A 38-year-old Chinese female was referred to the Department of Dermatology, the People's Hospital of Zhengzhou University with a 10-month history of progressive generalized skin lesions. The lesions originate in her right leg skin as a small raised papule and expanded quickly to her extremities, trunk, neck, and face. Physical examination revealed diffuse cutaneous plaques, ulcerated painful nodules and bulla formation over the entire body, ranging in diameter from 1 cm to 6 cm. The progressively ulcerated painful nodules with violaceous border and covered with a hemorrhagic crust, which resembled pyoderma gangrenosum (Fig. 1). She had no history of skin disease, any other medical problems and any family history of malignancies. The patient was directed to our clinic with a presumed diagnosis of Pyoderma gangrenosum.
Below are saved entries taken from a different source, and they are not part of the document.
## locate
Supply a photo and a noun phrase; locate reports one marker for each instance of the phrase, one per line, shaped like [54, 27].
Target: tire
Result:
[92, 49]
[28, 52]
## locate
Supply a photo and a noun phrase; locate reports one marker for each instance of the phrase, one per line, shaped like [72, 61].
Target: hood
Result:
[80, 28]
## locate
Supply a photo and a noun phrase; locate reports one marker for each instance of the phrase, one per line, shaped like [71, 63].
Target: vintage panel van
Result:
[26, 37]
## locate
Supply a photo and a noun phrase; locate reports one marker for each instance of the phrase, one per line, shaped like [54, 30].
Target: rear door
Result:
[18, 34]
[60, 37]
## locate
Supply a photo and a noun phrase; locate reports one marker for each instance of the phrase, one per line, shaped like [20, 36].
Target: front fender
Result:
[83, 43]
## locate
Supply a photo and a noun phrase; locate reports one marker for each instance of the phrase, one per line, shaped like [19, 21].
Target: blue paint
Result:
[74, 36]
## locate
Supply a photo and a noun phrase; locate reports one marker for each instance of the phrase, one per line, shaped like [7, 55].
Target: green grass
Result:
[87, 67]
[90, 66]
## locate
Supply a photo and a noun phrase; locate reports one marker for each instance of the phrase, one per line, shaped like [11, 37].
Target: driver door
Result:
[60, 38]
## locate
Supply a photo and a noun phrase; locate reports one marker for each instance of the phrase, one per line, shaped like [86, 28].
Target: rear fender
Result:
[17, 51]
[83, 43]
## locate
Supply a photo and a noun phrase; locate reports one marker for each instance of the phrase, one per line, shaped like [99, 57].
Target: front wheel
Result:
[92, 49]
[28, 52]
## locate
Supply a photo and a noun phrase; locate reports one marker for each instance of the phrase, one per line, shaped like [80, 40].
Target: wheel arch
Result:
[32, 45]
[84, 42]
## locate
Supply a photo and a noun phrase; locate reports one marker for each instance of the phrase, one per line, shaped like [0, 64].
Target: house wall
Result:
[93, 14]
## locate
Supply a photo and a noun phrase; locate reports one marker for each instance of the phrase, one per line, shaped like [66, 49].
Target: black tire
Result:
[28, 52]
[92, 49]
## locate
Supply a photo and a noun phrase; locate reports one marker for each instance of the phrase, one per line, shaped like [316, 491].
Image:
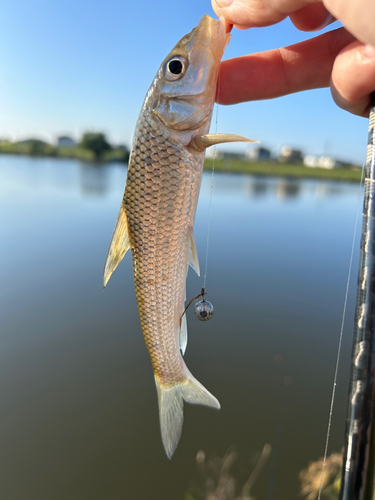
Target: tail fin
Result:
[171, 414]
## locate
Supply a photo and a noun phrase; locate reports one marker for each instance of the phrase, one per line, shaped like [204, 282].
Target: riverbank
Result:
[283, 170]
[225, 166]
[40, 149]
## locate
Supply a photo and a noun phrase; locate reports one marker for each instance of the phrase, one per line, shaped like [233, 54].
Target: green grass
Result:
[283, 170]
[51, 151]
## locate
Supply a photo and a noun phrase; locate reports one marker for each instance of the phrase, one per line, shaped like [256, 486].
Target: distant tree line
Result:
[93, 146]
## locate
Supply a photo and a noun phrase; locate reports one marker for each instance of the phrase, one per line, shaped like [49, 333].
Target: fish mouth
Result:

The patient underwent the usual staging examinations with clinical exam. Radiography and computer tomographic (CT) assessment did not reveal infiltrates or enlarged nodes in the chest. Abdominal ultrasound examination showed normal liver and spleen, and no enlarged lymph nodes. A complete body positron emission tomography-computed tomography (PET/CT) was performed to evaluate the lymphoma status (Fig. 2). None of these assessments uncovered another involved site except skin. In particular, the nasal and nasopharyngeal regions were free of disease.
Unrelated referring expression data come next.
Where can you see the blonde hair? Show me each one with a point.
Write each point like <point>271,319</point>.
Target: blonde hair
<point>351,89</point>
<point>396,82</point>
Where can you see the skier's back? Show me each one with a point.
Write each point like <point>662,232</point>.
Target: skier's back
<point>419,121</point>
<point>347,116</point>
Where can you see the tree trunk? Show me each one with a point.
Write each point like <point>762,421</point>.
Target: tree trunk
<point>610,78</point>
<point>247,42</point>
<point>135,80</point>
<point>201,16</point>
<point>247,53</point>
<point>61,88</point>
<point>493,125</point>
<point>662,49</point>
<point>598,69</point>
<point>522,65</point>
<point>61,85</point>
Laboratory tests revealed a mild hemophagocytic syndrome, white cell count of 1.98 × 109/L with a normal differential count, a hemoglobin level of 78 g/L, MCV-88 fl, and platelet count of 166 × 109/L. The serum LDH was 948 U/L and alkaline phosphatase 123 U/L at time of diagnosis. The bone marrow was free of disease. Mycological tests, including microscopic analysis of native specimens, and culture were negative. Hemoculture, human immunodeficiency serology, and hepatisis B and C viruses were negative. Biopsy from skin lesion was performed and histologic specimen slides stained with hematoxylin and eosin were reviewed by three pathologists. The pathological examination revealed a diffuse dermal lymphomatous infiltration of the skin. The lymphomatous infiltrate had an angiocentric and angiodestructive growth pattern with a mixed cell population accompanied by an admixture of inflammatory cells (Fig. 3a, b). Immunophenotyping was performed using a panel of monoclonal antibodies and revealed positivity for CD2, cytoplasmic CD3 (Fig. 3c), CD4 (Fig. 3d) CD7, and CD56 (Fig. 3e), as well as a negative stain for CD5, CD8, CD30, CD20, CD163, CD68 (Fig. 3f), programmed cell death (PD-1)/programmed cell death l ligand 1(PD-L1) (Fig. 3g ), and FoxP3. The neoplastic cells showed strong granular straining for the cytotoxic molecules granzyme B, perforin and TIA1(Fig. 3h). The immunostaining with a monoclonal antibody for the anaplastic lymphoma kinase (ALK) was negative. The molecular analysis of the T cell receptor gene was in a germline configuration. In situ hybridization for EBV-encoded small RNAs (EBERs) was strongly positive for most of the tumor cells (Fig. 3i). Histologic, immunophenotypic, genetic and clinical features consistent with the diagnosis of PC-ENKTL, nasal type. Despite the chemotherapy (dexamethasone, methotrexate, ifosfamide, L-asparaginase, and etoposide, SMILE) followed by radiotherapy was planned, she was going rapidly downhill and died of fetal infection 3 months after the onset of treatment.